Una taza de té humea en una mesita pequeña, una anciana dama se lo ha preparado con todo el protocolo que la vida le ha enseñado. Bebe un largo sorbo y la deja sobre el platillo. Con sus ojos cerrados ejercita, masajea, estira sus dedos, y es cuando posa las manos sobre el teclado, cuando está a punto de acariciarlo, que sé con certeza que el tiempo ha pasado, sí, pero sigue manteniendo, como solía, los mismos preliminares antes de ejecutar la partitura.
Aprovecho para colarme por los vidrios abiertos y posarme con suavidad en el mismo filo de la taza, por el lado por donde él ha bebido. Al probar ese néctar me emociono, casi me siento llorar, es el mismo té que yo solía prepararle antes de comenzar sus ensayos. Todavía me lleva con él.

Y es la alegría lo que me anima a acercarme a su mano; la belleza y suavidad de sus manos. No pretendo asustarlo— ¡tócame!—le digo con todo el deseo, y al hablarle, sorprendido me mira, ¿será verdad que me ha escuchado? Alarga su mano y me acaricia como a la tecla del piano momento antes de comenzar su interpretación. Una oleada de electricidad  recorre mi minúsculo cuerpo, cierro las miles de lentes y me dejo llevar por el sonido que surge de la coreografía de sus manos sobre el teclado

Al abrir de nuevo los ojos, me encuentro allí con él, junto al lago, desnuda entre sus fuertes brazos que no dejan de tocarme; sus lágrimas saben a té y me las bebo una a una,  le sonrío con timidez:

— ¿Qué me ha pasado?
— No me importa dónde has estado, me alegra que regreses a mí.

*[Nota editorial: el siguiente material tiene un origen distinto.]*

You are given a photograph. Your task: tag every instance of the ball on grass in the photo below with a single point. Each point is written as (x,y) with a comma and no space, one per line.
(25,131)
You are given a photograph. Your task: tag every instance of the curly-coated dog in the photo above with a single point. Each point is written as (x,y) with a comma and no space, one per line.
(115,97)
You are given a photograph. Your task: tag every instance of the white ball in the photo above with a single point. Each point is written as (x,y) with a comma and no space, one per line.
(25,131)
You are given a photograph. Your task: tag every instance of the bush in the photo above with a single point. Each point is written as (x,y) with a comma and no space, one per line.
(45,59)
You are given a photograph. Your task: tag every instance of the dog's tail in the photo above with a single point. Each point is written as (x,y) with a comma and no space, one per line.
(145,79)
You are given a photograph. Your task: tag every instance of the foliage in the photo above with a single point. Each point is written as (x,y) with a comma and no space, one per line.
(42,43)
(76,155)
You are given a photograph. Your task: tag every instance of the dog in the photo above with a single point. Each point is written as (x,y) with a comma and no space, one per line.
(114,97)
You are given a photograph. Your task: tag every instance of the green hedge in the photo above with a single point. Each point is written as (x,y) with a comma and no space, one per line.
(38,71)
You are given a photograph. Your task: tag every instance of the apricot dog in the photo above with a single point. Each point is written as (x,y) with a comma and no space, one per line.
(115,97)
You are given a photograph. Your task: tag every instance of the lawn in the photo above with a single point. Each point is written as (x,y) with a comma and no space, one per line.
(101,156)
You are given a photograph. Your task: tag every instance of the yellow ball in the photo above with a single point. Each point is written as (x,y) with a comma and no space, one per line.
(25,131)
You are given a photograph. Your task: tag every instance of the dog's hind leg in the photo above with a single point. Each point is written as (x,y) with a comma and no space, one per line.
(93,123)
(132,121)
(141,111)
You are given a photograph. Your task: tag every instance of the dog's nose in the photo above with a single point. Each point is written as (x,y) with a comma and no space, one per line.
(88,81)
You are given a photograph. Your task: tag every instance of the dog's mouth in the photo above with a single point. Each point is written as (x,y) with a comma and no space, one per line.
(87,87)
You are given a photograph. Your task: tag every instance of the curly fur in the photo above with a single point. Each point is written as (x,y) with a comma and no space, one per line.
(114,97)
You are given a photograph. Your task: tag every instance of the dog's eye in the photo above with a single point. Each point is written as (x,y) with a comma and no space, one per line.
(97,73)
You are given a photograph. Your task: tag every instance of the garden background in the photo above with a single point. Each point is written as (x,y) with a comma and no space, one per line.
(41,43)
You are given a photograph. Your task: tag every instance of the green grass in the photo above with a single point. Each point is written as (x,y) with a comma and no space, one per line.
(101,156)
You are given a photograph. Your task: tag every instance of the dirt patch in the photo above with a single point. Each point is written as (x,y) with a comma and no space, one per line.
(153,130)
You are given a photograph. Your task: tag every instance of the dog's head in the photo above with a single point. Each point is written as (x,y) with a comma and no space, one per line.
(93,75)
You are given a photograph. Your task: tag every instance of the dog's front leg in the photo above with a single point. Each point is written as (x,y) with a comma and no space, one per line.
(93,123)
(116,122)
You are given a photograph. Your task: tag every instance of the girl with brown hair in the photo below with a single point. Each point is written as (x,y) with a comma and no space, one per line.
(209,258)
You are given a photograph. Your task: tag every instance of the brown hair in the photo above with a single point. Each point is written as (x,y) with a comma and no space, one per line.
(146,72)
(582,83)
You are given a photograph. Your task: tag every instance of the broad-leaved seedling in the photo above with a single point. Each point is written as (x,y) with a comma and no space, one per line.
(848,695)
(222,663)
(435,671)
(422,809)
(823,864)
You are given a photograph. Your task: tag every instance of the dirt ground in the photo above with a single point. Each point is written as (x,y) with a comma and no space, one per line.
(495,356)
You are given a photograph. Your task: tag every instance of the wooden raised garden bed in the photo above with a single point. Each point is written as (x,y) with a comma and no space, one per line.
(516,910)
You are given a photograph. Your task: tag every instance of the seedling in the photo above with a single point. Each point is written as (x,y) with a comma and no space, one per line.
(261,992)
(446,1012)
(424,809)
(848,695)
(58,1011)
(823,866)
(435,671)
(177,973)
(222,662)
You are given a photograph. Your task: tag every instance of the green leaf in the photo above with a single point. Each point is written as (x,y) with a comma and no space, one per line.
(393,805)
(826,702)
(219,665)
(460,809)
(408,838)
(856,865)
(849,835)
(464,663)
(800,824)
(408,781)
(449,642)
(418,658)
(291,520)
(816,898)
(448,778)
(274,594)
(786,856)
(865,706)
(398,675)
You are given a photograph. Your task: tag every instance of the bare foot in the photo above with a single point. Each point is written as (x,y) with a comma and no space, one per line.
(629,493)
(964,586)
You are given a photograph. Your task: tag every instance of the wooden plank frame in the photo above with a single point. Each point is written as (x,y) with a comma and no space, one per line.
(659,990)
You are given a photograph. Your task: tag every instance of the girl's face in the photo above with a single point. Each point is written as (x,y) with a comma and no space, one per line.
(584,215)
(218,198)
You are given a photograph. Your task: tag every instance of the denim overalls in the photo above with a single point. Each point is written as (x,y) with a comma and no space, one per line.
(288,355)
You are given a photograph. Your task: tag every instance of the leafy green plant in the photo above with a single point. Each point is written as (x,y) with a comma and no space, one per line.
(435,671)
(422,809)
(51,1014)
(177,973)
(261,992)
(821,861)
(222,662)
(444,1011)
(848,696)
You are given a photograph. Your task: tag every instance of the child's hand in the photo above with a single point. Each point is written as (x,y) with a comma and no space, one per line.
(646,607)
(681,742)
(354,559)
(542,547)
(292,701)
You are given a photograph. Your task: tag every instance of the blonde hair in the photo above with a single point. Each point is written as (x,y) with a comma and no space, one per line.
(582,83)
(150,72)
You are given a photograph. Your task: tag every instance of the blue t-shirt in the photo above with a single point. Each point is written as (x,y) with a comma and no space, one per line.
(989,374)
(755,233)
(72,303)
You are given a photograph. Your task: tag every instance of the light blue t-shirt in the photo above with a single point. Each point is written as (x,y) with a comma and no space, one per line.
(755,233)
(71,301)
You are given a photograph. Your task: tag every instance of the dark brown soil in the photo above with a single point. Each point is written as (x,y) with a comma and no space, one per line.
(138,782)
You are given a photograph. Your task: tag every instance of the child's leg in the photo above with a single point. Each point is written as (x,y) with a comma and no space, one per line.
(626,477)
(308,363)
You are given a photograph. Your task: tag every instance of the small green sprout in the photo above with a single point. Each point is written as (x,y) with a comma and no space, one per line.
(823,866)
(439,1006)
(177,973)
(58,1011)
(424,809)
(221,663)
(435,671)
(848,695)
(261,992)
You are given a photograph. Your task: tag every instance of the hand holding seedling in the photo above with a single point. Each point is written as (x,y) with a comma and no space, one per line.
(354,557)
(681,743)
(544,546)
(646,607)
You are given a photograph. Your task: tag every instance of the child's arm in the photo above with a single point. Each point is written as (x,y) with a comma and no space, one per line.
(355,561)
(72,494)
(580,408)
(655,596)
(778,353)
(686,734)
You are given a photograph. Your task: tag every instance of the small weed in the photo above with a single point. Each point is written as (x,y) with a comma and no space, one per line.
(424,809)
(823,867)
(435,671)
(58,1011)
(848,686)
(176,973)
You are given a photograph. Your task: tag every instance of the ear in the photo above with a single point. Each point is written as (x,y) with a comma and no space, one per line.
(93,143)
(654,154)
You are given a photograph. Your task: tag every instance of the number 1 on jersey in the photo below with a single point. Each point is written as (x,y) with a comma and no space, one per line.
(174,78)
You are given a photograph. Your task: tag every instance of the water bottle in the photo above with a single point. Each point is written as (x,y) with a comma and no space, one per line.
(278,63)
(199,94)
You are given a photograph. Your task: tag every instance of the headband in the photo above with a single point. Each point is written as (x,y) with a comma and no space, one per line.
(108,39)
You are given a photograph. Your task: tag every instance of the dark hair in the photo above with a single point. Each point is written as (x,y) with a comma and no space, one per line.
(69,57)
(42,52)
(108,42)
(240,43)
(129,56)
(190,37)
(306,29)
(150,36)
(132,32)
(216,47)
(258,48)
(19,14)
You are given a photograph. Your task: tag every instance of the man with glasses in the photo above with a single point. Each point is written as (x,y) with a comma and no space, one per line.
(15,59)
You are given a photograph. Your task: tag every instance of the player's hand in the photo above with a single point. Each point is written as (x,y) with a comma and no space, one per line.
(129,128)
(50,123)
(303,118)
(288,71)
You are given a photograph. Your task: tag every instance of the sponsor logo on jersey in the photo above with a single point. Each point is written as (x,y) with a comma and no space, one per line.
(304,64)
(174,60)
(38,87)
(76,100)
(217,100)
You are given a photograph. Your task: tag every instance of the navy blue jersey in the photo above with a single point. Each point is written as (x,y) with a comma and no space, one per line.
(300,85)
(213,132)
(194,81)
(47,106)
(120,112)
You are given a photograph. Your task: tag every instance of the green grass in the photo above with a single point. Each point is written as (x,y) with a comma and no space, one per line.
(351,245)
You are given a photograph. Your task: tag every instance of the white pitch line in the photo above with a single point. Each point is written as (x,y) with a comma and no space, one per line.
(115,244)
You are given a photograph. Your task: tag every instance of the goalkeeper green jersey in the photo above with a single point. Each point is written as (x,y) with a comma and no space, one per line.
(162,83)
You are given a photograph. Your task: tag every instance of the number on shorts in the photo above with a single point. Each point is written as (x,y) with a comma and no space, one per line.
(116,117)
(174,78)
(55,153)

Exterior. Día. Plano Corto de ella mientras escuchamos su voz en off.

“Si alguna vez te has sentido sola en la ciudad, completamente sola y fragmentada por el dolor de amor que se te ha agarrado fuerte y no te suelta, entenderás que lo único que realmente me importe de esta puta realidad es no dejar de notar unas manos y unos labios en mí.

Deseo que no dejes de tocarme en mis sueños, deseo morir de placer cada vez que lo haces, vivir en tus brazos y en tus labios aunque sea en esa fantasía. Sólo eso quiero.”